It existed because the original 80386 would not honor the write protect
bit when in kernel mode, so you had to do COW by hand before doing any
user access. But we haven't supported that in a long time, and these
days the 'type' argument is a purely historical artifact.
A discussion about extending 'user_access_begin()' to do the range
checking resulted this patch, because there is no way we're going to
move the old VERIFY_xyz interface to that model. And it's best done at
the end of the merge window when I've done most of my merges, so let's
just get this done once and for all.
This patch was mostly done with a sed-script, with manual fix-ups for
the cases that weren't of the trivial 'access_ok(VERIFY_xyz' form.
There were a couple of notable cases:
- csky still had the old "verify_area()" name as an alias.
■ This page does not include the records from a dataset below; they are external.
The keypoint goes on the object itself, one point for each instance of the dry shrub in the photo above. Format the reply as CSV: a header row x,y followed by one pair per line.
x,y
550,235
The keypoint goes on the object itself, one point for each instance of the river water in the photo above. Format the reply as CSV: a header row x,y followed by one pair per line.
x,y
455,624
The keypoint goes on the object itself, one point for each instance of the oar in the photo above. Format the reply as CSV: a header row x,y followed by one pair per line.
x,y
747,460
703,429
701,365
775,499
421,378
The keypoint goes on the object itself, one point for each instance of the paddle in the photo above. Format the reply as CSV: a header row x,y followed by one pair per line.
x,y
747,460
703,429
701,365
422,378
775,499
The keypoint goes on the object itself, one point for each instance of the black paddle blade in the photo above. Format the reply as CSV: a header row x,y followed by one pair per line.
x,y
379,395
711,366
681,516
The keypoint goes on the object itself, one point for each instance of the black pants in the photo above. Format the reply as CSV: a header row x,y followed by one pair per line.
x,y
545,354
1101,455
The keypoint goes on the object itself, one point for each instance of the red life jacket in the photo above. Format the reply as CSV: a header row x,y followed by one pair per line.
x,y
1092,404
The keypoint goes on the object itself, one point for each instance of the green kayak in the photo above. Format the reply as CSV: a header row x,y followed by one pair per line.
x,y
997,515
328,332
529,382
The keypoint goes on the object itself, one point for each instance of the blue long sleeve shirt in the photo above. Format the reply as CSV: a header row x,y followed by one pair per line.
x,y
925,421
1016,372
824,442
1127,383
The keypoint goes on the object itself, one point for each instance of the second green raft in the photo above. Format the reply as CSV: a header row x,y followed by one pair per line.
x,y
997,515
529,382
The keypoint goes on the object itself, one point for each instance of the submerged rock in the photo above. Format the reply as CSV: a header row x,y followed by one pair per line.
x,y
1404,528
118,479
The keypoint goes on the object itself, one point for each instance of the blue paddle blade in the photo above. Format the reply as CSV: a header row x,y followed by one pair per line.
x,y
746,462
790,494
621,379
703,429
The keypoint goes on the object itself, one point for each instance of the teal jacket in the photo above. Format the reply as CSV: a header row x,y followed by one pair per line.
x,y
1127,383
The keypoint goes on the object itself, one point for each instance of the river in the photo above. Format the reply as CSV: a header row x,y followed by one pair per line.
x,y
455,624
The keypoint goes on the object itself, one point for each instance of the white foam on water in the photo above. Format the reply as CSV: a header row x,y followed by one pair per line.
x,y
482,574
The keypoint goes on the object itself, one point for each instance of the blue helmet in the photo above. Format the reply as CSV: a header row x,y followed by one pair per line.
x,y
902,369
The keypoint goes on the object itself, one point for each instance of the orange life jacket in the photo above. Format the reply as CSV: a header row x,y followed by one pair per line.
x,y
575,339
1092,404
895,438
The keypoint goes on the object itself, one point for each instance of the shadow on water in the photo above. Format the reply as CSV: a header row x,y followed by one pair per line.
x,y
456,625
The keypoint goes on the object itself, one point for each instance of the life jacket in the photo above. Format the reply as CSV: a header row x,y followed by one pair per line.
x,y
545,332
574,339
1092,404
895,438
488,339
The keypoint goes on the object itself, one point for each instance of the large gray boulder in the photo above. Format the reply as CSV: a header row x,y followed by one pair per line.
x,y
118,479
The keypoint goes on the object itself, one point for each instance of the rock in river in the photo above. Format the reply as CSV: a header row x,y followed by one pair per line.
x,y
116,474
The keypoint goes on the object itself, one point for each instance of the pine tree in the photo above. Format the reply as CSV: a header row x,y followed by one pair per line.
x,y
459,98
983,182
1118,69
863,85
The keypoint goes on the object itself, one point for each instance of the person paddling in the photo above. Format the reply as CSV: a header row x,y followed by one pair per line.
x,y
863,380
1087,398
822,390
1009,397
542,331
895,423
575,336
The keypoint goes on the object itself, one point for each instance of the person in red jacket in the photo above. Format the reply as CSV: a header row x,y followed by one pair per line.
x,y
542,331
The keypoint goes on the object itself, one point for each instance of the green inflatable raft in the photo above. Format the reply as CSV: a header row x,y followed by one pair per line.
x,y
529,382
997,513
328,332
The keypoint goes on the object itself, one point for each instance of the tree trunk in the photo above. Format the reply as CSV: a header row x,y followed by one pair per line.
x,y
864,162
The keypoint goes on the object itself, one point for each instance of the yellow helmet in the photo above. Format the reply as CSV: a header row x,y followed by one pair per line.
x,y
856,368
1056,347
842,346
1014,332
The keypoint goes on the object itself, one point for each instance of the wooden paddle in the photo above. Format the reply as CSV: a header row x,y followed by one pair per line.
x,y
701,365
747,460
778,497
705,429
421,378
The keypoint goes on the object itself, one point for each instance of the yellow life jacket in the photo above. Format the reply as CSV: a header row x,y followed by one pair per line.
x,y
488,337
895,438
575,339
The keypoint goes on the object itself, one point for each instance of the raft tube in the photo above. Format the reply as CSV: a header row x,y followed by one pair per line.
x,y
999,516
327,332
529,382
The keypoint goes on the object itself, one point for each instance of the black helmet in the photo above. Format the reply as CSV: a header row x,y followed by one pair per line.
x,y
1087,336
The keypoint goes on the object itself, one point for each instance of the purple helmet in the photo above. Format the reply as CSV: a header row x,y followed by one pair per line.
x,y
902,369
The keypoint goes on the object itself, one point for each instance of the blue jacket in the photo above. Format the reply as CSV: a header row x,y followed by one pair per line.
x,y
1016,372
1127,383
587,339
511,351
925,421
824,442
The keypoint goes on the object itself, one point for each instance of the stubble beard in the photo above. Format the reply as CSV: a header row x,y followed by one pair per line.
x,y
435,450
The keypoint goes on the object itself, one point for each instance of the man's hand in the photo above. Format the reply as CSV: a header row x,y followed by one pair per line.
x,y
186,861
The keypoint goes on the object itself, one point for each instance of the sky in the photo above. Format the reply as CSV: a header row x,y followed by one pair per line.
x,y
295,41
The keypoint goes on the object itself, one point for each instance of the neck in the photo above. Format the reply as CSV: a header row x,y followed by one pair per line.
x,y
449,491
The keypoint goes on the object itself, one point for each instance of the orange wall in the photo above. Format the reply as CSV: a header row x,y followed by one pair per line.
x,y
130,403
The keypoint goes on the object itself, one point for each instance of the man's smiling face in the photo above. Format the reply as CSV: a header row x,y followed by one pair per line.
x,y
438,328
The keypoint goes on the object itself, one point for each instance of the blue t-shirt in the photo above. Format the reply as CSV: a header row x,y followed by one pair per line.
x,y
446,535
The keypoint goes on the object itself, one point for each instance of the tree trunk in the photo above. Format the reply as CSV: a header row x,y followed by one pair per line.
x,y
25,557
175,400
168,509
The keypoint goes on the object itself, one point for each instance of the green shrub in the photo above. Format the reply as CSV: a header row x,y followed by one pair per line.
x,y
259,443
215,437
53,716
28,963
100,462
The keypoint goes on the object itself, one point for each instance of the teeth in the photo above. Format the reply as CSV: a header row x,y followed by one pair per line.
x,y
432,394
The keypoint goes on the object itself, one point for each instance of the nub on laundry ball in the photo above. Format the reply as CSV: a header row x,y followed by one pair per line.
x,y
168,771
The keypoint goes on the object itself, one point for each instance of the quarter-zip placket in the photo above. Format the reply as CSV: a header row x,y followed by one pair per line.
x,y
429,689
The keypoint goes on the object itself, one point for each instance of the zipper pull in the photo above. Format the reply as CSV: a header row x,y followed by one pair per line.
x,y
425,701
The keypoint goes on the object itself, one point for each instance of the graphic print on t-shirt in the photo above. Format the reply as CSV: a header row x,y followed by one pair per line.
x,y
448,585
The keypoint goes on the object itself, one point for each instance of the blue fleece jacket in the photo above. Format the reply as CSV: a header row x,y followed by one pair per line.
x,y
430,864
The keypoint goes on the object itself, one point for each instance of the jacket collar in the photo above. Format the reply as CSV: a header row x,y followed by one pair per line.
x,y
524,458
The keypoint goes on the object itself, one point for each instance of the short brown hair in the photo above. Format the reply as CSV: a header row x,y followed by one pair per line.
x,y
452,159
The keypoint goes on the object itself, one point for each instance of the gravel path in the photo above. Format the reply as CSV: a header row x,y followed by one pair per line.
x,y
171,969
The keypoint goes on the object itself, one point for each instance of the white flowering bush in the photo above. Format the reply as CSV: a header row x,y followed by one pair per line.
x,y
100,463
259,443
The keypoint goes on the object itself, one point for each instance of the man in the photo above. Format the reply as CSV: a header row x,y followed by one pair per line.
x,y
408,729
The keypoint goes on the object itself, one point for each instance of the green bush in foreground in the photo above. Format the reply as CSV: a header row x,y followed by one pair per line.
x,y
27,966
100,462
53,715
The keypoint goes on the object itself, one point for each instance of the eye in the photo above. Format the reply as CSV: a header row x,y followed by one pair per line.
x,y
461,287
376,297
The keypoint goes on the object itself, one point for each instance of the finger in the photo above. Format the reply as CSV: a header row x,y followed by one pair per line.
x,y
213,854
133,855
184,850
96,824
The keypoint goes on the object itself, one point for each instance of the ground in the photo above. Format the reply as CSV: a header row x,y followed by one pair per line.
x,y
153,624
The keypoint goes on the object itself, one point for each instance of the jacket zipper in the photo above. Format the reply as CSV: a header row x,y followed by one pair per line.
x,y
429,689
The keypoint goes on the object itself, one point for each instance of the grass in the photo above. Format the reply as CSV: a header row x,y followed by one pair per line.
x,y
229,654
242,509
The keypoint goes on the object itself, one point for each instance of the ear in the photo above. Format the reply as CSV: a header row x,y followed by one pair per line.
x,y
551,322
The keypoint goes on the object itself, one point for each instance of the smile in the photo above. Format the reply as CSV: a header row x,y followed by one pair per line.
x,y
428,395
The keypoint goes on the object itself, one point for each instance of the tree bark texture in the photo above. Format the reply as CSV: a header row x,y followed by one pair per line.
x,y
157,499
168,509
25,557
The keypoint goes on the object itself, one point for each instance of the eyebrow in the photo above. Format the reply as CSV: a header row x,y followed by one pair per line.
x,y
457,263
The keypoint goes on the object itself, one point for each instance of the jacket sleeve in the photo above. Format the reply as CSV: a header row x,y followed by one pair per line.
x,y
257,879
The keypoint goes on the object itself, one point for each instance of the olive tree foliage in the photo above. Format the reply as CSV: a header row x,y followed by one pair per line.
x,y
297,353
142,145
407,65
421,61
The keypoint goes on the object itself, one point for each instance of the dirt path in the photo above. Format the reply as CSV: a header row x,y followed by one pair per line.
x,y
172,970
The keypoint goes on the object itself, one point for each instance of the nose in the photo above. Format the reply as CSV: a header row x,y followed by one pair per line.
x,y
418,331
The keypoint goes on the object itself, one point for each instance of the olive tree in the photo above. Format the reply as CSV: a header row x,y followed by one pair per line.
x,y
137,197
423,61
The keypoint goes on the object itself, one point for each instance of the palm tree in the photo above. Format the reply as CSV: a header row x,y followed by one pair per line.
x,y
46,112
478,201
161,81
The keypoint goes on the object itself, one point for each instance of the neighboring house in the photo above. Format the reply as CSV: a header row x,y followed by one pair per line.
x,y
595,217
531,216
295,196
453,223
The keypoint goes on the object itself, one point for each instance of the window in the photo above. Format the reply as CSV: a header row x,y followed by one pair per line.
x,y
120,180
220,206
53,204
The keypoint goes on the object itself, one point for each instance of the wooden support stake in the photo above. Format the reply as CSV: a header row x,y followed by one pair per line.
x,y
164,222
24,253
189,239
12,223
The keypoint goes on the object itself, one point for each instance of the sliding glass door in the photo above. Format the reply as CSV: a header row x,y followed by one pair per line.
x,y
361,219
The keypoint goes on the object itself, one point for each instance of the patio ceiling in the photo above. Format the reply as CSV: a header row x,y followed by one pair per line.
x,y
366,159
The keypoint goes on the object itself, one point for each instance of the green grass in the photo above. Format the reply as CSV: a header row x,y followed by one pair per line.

- the iter_iov code had magical hardcoded knowledge of the actual
values of VERIFY_{READ,WRITE} (not that they mattered, since nothing
really used it)
- microblaze used the type argument for a debug printout
but other than those oddities this should be a total no-op patch.
I tried to fix up all architectures, did fairly extensive grepping for
access_ok() uses, and the changes are trivial, but I may have missed
something. Any missed conversion should be trivially fixable, though.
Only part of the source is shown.